Ensuite la loi du 7 avril 2010 est intervenue pour ouvertement et officiellement supprimer presque totalement l’application de la détention dans le cadre de l’activité commerciale, sauf bien évidemment dans les cas où la personne concernée ne respecte pas les obligations imposées par le contrôle judiciaire, et sans que cela ne concerne les activités non commerciales.
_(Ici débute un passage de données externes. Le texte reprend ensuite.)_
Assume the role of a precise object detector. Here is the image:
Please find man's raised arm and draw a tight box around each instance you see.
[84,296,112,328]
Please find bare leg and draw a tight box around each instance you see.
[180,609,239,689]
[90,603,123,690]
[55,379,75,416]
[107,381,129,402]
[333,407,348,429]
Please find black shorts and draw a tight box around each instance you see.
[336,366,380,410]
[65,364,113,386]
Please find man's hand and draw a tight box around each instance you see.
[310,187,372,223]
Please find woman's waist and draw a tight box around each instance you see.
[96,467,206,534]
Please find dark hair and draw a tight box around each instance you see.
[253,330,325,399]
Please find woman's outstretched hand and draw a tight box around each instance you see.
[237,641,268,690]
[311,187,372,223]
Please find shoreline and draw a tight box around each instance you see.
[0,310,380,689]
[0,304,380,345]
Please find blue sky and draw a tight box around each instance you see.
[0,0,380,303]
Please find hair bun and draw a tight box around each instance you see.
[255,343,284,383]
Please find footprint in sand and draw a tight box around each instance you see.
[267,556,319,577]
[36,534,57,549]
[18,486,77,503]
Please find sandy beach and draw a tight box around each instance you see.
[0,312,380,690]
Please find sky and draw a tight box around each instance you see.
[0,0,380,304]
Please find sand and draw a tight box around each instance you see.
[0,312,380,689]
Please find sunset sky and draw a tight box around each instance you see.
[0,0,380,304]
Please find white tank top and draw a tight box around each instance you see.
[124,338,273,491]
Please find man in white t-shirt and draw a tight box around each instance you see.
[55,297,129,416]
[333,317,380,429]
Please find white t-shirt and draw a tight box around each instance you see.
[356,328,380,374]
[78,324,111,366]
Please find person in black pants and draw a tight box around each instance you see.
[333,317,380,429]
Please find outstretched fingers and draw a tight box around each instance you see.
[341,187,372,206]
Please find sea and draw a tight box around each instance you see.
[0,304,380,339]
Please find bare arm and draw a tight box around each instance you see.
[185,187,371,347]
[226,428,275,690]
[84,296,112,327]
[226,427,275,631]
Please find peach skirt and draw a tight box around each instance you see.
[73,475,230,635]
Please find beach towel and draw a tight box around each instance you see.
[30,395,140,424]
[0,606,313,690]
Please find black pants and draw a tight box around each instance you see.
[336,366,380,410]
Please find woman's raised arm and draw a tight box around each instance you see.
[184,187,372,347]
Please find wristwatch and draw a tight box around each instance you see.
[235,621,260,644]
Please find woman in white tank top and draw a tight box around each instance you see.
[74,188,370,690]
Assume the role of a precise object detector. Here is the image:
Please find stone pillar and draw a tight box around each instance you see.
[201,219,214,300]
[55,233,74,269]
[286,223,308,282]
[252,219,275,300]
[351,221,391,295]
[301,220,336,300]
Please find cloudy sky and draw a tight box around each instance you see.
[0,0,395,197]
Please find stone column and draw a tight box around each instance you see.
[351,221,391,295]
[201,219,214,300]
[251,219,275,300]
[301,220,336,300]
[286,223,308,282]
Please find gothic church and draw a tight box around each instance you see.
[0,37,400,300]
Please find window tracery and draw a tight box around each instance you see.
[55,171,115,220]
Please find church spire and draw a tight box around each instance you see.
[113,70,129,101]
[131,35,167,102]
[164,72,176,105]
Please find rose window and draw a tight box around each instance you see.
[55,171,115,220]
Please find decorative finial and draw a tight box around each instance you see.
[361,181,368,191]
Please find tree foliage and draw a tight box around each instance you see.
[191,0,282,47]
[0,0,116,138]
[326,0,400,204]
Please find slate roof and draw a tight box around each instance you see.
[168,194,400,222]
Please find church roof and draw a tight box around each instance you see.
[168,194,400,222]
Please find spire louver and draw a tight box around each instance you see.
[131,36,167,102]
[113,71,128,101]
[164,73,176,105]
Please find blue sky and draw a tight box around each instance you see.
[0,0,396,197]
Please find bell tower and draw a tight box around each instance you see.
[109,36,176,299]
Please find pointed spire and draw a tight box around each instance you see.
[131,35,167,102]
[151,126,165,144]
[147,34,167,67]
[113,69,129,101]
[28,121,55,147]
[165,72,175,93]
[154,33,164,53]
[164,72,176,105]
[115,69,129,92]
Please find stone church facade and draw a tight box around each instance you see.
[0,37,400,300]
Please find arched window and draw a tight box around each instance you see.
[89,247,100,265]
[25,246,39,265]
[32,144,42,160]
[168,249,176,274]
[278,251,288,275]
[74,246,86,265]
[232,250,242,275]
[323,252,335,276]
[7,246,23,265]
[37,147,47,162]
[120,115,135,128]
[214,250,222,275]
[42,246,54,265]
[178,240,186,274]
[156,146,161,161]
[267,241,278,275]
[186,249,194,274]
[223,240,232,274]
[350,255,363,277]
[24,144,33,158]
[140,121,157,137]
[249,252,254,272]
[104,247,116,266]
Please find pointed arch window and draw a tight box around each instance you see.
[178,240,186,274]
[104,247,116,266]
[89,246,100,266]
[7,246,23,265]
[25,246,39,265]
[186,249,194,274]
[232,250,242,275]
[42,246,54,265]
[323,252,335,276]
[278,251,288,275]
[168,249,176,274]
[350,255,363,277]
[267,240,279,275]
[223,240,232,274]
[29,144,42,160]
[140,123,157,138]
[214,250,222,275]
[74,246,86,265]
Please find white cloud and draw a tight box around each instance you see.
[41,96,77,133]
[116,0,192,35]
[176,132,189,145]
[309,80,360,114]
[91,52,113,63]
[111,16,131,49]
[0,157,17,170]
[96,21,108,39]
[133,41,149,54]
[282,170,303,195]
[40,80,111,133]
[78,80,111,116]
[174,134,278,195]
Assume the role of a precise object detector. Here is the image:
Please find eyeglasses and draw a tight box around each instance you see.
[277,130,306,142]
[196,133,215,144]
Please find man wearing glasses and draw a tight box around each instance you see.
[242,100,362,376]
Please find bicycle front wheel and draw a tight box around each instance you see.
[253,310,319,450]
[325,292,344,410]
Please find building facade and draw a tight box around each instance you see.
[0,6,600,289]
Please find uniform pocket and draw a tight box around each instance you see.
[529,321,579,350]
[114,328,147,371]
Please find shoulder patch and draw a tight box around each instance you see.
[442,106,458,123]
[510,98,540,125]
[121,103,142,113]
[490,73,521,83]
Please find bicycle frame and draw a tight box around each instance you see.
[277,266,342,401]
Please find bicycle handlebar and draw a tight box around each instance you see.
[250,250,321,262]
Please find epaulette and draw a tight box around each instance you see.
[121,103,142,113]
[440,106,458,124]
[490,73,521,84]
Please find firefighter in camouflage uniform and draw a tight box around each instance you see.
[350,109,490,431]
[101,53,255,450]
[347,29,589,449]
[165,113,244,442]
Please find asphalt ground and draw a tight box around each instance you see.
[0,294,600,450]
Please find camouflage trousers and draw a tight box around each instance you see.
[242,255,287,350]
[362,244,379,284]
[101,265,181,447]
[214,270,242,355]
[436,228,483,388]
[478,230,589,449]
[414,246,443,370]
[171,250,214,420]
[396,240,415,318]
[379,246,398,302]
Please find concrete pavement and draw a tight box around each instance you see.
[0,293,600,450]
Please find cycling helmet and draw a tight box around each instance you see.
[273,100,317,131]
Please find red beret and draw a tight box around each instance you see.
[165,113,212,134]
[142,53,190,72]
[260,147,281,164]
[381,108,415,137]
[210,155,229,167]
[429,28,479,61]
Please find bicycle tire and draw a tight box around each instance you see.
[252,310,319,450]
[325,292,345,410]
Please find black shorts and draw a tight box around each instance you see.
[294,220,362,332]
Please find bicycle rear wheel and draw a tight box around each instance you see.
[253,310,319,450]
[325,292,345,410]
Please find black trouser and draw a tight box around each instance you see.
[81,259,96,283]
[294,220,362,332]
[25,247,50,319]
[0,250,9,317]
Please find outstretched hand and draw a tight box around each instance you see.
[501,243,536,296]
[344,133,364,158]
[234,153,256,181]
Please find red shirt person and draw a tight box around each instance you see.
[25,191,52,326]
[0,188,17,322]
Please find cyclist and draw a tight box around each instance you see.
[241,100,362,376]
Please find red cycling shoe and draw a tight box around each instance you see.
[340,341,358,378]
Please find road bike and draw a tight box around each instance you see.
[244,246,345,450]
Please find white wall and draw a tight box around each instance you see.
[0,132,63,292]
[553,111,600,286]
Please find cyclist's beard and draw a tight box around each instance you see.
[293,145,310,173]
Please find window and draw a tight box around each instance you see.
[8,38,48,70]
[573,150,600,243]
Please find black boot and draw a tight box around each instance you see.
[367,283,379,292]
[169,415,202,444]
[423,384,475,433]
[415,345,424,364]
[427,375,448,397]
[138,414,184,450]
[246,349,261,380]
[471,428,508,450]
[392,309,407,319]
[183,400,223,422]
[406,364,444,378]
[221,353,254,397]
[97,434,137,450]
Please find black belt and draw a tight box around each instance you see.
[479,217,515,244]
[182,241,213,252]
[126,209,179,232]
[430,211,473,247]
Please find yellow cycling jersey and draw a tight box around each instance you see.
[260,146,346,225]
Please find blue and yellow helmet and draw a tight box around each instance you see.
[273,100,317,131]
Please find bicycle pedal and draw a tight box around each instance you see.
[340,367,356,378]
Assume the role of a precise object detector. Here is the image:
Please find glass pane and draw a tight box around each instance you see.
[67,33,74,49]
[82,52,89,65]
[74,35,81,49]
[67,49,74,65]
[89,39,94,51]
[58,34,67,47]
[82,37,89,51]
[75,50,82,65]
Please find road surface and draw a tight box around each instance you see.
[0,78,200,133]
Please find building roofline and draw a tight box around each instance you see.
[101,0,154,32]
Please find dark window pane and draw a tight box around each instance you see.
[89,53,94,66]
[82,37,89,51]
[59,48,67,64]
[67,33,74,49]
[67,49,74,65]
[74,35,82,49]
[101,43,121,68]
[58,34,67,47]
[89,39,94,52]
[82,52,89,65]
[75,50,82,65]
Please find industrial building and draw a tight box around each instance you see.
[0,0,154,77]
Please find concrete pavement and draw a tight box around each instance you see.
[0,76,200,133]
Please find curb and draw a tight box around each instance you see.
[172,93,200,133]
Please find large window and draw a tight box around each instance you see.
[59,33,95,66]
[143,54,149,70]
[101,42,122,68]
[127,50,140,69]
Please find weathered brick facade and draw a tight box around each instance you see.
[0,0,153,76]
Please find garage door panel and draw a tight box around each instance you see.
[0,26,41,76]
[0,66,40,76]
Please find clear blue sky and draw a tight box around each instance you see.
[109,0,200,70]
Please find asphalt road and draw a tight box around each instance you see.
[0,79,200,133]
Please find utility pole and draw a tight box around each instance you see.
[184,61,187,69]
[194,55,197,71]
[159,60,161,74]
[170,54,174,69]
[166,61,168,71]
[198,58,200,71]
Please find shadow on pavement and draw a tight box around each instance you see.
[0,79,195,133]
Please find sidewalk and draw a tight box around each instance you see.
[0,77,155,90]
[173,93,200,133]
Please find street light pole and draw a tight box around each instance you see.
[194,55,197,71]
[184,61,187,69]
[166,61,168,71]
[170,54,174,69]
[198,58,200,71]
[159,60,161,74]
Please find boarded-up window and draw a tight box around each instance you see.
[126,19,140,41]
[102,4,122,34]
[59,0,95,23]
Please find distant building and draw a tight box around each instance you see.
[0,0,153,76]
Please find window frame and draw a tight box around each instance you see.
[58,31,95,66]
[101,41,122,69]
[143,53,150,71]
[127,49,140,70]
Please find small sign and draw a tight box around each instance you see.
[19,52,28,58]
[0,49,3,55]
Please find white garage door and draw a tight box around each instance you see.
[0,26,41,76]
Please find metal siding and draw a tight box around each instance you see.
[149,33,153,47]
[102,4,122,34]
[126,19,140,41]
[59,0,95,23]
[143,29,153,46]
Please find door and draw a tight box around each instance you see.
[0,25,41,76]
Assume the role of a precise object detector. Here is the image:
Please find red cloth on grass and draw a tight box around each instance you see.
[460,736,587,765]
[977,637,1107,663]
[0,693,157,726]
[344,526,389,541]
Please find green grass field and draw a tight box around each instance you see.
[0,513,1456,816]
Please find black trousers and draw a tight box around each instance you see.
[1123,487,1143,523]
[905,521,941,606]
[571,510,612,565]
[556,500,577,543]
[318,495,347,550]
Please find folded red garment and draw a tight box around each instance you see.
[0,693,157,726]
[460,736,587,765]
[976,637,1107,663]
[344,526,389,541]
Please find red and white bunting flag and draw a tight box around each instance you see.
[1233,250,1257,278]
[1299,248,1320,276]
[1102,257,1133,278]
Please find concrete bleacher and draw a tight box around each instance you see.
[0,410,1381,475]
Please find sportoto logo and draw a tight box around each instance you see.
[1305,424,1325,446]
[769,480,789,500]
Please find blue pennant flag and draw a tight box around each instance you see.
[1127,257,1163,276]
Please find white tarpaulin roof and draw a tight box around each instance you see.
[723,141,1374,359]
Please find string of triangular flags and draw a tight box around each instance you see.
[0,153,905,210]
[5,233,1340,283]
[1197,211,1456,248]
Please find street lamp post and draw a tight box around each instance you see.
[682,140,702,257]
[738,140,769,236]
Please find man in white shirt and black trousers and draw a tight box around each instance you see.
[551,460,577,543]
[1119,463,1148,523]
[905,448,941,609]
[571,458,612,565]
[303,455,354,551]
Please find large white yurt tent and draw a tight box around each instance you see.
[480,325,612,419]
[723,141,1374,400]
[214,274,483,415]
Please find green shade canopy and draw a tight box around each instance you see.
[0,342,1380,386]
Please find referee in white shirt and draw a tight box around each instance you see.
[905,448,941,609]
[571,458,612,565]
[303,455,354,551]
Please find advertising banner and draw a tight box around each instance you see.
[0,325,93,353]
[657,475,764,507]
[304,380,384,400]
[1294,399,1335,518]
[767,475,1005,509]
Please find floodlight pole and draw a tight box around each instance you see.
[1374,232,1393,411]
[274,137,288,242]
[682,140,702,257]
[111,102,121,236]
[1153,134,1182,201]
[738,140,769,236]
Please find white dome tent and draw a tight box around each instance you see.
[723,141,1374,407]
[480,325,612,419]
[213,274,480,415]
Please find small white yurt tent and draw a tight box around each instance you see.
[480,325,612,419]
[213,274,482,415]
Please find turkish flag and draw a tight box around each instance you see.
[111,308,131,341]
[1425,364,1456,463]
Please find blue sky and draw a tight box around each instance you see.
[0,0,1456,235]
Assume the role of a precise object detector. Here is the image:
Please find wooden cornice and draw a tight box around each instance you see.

En premier lieu, le législateur a sensiblement allongé la liste, déjà établie par la loi du 29 décembre 2009 pour les infractions fiscales, jusqu’à une grande partie des infractions économiques et financières (art. 171 – 174, 174.1, 176 – 178, 180 – 183, 185 – 185.4, 190 – 199.4 du CP) telles que notamment le blanchiment d’argent, l’activité bancaire illégale (sans autorisation), la restriction de la concurrence etc., où la détention est dès lors complétement interdite.[9] En second lieu, la même loi du 7 avril 2010 a exclu la détention pour trois infractions de droit commun (art. 159 – 159.3, 159.5, 159.6 – différentes types d’escroquerie ; art. 160 – détournement et dilapidation ; art. 165 – fait d’avoir causé un préjudice patrimonial par fraude ou par abus de confiance), lorsqu’elles « sont commis dans le cadre de l’activité commerciale ». Autrement dit, il s’agit d’une restriction de la détention non in rem, mais plutôt in personam, où, par exemple, la même infraction d’escroquerie laisse la possibilité à la détention, si elle est commise dans un cadre quotidien, et exclue la détention, si elle est commise par un homme d’affaires dans le cadre de son activité professionnelle.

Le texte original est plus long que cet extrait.